On a typical weekday during her freshman year, Vaishnavi Pandey would be asleep throughout the afternoon. But at 3 o’clock in the morning, she’s be at her desk, ready to learn. Pandey attended her classes from her home in India, with a 12-hour time difference from the rest of her classmates in the U.S.
“The large difference between PST and Indian time was honestly the most challenging part of my first year. It was really difficult to manage my academics since most of the classes were at very late hours,” said Pandey. “I have learned that I’m not the best learner when isolated. Surrounding myself with people who have the same goals or schedule as me really helps me focus, and being all alone in ‘Zoom University’ was extremely difficult.”
She said she is excited to return to campus and feels nervous about living far away from her family for the first time. This will be Pandey’s first time in the United States. She is concerned that homesickness and living independently will affect her grades. However, as a rising sophomore, she said she looks forward to attending in-person classes and getting the true college experience.
James Chapman had only been to UC Davis once before the pandemic hit. A transfer student from Santa Rosa, California, he will attend classes in person for the first time this fall. “Learning online felt more like a personal experience, whereas learning in person is more of a group experience,” said Chapman. He said he looks forward to making more connections with professors and students, as he found that to be the difficult part of remote learning.
Chapman plans on connecting with fellow Aggies through his job as a private introductory statistics tutor, a role he has continued from his time at junior college. During his orientation, Chapman also joined the Aggie Gaming club, where students chat and play games together on an online server. “I occasionally join in and when I do, I always meet some new, friendly people to play with,” said Chapman.
This fall, he said he will start his days with morning workouts, followed by biking to classes in the afternoon, and picking up dinner from one of the dining commons before heading home for a night of studying and playing video games with friends.
Katia Delgado-Corvera planned to get involved in student life on campus as a freshman, and the pandemic didn’t stop her. Now, she plays an active role in five different student organizations.

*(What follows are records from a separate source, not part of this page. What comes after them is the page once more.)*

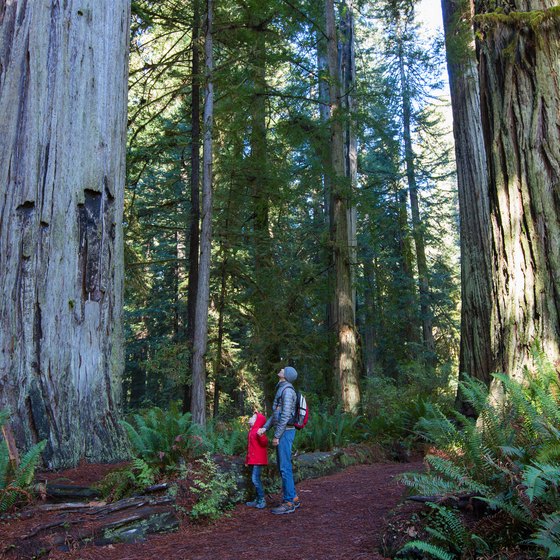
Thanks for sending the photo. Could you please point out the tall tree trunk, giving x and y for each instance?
(63, 92)
(194, 229)
(346, 355)
(406, 283)
(417, 226)
(348, 80)
(324, 112)
(369, 347)
(475, 358)
(519, 64)
(220, 341)
(198, 399)
(266, 335)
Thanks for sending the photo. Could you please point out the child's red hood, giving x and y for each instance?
(259, 422)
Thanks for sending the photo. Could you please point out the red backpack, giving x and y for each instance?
(301, 414)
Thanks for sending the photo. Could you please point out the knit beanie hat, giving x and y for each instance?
(290, 374)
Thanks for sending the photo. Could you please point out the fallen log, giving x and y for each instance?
(67, 492)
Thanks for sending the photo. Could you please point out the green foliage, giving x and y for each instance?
(391, 410)
(213, 488)
(125, 482)
(428, 548)
(15, 482)
(226, 438)
(327, 430)
(164, 438)
(498, 460)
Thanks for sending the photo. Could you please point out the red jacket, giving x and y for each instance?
(256, 445)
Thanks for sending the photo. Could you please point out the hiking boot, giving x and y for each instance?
(259, 503)
(284, 507)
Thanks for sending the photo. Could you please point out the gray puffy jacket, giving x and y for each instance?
(283, 409)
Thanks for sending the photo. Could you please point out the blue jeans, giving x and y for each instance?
(284, 461)
(256, 478)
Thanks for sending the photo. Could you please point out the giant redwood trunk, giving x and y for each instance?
(475, 357)
(63, 75)
(519, 60)
(346, 353)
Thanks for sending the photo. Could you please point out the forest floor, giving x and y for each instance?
(348, 515)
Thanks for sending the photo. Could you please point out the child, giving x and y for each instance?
(257, 457)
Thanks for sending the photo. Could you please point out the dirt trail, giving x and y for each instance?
(341, 518)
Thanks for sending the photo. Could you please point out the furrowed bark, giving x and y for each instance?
(63, 96)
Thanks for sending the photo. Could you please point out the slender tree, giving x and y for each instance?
(194, 229)
(63, 72)
(475, 358)
(198, 399)
(346, 354)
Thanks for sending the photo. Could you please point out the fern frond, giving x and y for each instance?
(428, 548)
(548, 535)
(4, 464)
(26, 469)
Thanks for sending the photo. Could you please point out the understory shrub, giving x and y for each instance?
(327, 430)
(15, 481)
(215, 490)
(127, 481)
(226, 438)
(392, 409)
(504, 465)
(165, 439)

“Early on, I had heard about the importance of finding your community on campus and took the initiative to find it,” said Delgado-Corvera. She joined the Special Transitional Enrichment Program and the Educational Opportunity Program, which help first-generation and low-income students successfully transition to college. She became director of the nonprofit Moore Truth More Change, which seeks to educate and empower underprivileged youth. She is also an active member of the Chicanx Latinx Collegiate Association, the Student Recruitment and Retention Center and the Center for Leadership Learning.

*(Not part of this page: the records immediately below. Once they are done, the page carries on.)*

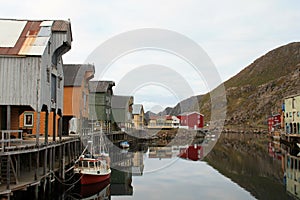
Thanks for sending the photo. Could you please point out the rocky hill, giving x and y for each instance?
(258, 90)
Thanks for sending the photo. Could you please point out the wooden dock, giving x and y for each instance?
(25, 164)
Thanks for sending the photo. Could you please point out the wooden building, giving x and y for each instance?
(101, 93)
(76, 97)
(292, 115)
(138, 116)
(32, 75)
(122, 112)
(191, 120)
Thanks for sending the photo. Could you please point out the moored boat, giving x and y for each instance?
(93, 168)
(124, 144)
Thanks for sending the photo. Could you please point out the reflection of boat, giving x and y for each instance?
(91, 167)
(124, 144)
(193, 152)
(99, 190)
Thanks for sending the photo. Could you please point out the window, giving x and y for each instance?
(48, 75)
(53, 88)
(59, 81)
(28, 119)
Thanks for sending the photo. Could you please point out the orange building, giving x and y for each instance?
(76, 96)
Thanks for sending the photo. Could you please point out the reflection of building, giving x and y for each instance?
(138, 116)
(192, 152)
(274, 125)
(175, 122)
(120, 182)
(292, 175)
(76, 96)
(32, 74)
(122, 111)
(292, 114)
(160, 152)
(137, 163)
(191, 120)
(100, 104)
(274, 122)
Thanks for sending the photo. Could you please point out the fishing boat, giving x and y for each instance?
(91, 167)
(124, 144)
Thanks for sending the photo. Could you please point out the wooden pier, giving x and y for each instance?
(25, 164)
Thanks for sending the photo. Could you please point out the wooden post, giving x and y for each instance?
(38, 128)
(45, 161)
(54, 125)
(50, 159)
(37, 165)
(8, 173)
(46, 127)
(60, 128)
(8, 117)
(63, 161)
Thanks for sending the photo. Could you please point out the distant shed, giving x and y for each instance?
(31, 73)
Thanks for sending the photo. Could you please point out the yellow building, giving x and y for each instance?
(138, 116)
(292, 114)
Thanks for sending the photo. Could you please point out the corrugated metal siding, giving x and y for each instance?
(18, 80)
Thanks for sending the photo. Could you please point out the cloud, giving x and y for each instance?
(233, 33)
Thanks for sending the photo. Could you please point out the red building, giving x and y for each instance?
(274, 122)
(191, 120)
(193, 152)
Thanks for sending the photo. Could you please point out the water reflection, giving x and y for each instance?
(252, 162)
(241, 166)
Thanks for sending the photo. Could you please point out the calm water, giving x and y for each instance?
(238, 167)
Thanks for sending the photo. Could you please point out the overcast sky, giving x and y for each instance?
(232, 33)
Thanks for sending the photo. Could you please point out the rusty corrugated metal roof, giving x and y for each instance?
(60, 25)
(28, 37)
(100, 86)
(75, 73)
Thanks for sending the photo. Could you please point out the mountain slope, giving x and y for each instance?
(258, 90)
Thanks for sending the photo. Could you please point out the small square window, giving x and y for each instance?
(28, 119)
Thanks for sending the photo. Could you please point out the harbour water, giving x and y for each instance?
(240, 166)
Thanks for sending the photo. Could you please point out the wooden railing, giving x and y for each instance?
(10, 136)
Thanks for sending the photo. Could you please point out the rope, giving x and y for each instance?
(63, 182)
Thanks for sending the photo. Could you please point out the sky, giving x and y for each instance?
(232, 34)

“For the first time in my academic career, I was able to find like-minded people who challenged me to grow and make the campus feel closer to me,” said Delgado-Corvera.
She did all of that from her family home in Thermal, California. Still, Delgado-Corvera said she often felt isolated throughout the past academic year due to the lack of in-person connections. She added that over the past year she learned the importance of mental health wellness and leaving herself room to rest when needed.
Now, she said she’s ready to meet her fellow club members in person and to be on campus for the first time.